終戦の日に思うー平和教育と核抑止

国への思い

 毎年、8月15日の終戦の日(日本がポツダム宣言を受け入れ、無条件降伏すると宣言した日)が近づくと、戦争の悲惨さを訴える様々なインタビュー記事やドラマなどがテレビで放映され、新聞にもそうした記事が氾濫します。「戦争は悲惨だ」「戦争は2度と起こしてはならない」といった、どちらかと言うと感情に訴えるものが殆どです。私も全くその通りだと思います。しかし、それでは「その悲惨な戦争を回避するためにどうするか?」という論理的な更に踏み込んだ主張はなかなか見られません。

 日本人の多くは、戦争を経験した方から、或いは原爆の被爆者になった方から「戦争の悲惨さ」を聴き、後世に語り継ぐことが平和に繋がると信じ、特に戦争を知らない子供たちに教え続けることが平和教育であると思っているようです。

 ちなみに、極一部の左翼イデオロギーに偏った人たち、中共やロシアのプロパガンダの代弁者達は、「憲法9条を守ることが平和への道」であると相変わらず叫んでいますが、流石にまともな思考力を持った日本人はそんな「9条信者」の言うことには耳を傾けないでしょう。

 話を平和教育に戻しますが、私はそうした戦争の悲惨さを教えることだけが平和教育ではない、少なくとも不十分だと考えています。正しい平和教育とは、悲惨さを教えるとともに、どのようにしたら戦争を回避できるか、抑止できるかというところまで踏み込んで教えることだと思います。

 例えを言います。私たちは、コロナウイルスやインフルエンザウイルスに冒されると高熱にうなされ、時に命を失うこともあります。だから、日頃から子供たちに、「コロナやインフルに罹ると大変だぞ、死んでしまう場合もあるんだぞ、注意しろよ!」と言うだけでなく、予防のために「ワクチンを接種しろよ、うがいや手洗いをしっかりするんだぞ!」と具体的に指導します。これが当たり前なのです。しかし、日本の平和教育は、「罹ると大変だぞ、高熱がでるぞ」と言うだけで、具体的な対策までは言及しません。大変いびつな平和教育がなされており、長年にわたる洗脳のためか、多くの日本人がそれで良しとしているかのようです。現実に軍事組織である自衛隊があり、日米同盟によって日本の安全・平和が保たれているのだから、戦争を抑止するための方策(外交、軍事、経済)まで踏み込んでこそ正しい平和教育であると考えます。
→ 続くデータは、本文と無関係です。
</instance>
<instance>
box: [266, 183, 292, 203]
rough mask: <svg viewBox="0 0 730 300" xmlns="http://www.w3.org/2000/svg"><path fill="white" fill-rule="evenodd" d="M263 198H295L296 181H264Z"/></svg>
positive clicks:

 核抑止についても、同じことが言えます。「核兵器は恐ろしい、核廃絶こそ被爆国日本が率先して進むべき道だ!」というだけで、三方を核保有ヤクザ国家(ロシア、北鮮、中共)に囲まれた現実を踏まえ、日本が再び被爆国とならないためにどうしたら良いか、3発目の核を落とさせないためにどうするか、ということまで踏み込もうとしません。そうした議論すらタブー視しています。この点、私の尊敬する矢野義昭氏(私の元上司)が最近素晴らしいポストをされたので、それを紹介します。

矢野氏のXでのポストー核抑止について

 毎年夏には核兵器の惨害が強調されますが、その与える恐怖こそ抑止力の本質です。核抑止への依存を否定し恐怖だけ強調すれば、核恫喝を受けた場合、攻撃された場合の惨害が連想され、核恫喝国の要求に屈する他ないと国民も政治家も思い込み、易々と屈することになります。

  核ミサイルを撃たれても確実に落とせる手段は、近い将来もありえません。電磁波などの新技術の開発には時間がかかり、技術的信頼性が確立されるかは不透明です。その点、核抑止は今でも機能しており、実績もあり、確実な抑止効果があります。 核時代に入り核恫喝は歴史上何度もかけられ、相応の成果を上げてきました。

 日本の対米従属の本質的理由は米国の核の傘に国家安全保障の根幹を依存していることにあります。米国の公正と正義に生存と安全を依存しているのがNPT批准後の日本です。これまでの通商交渉や今回の関税交渉など対米交渉で日本が必ず押し切られてきたのは、その為です。

 しかし、その日本が命綱を預けている米国の核の傘は、中露との核戦力バランス上既に信頼できなくなっています。日本には核抑止力はなく核恫喝に屈するしかないのが現実です。

 そのような現実を無視し、核の惨害ばかり強調するメディアが展開し政治家がことごとに強調する反核プロパガンダは、日本人の核恫喝への屈服姿勢を徹底的に強化馴化し、日本人を無力な隷従状態に永久に縛りつけておくための謀略です。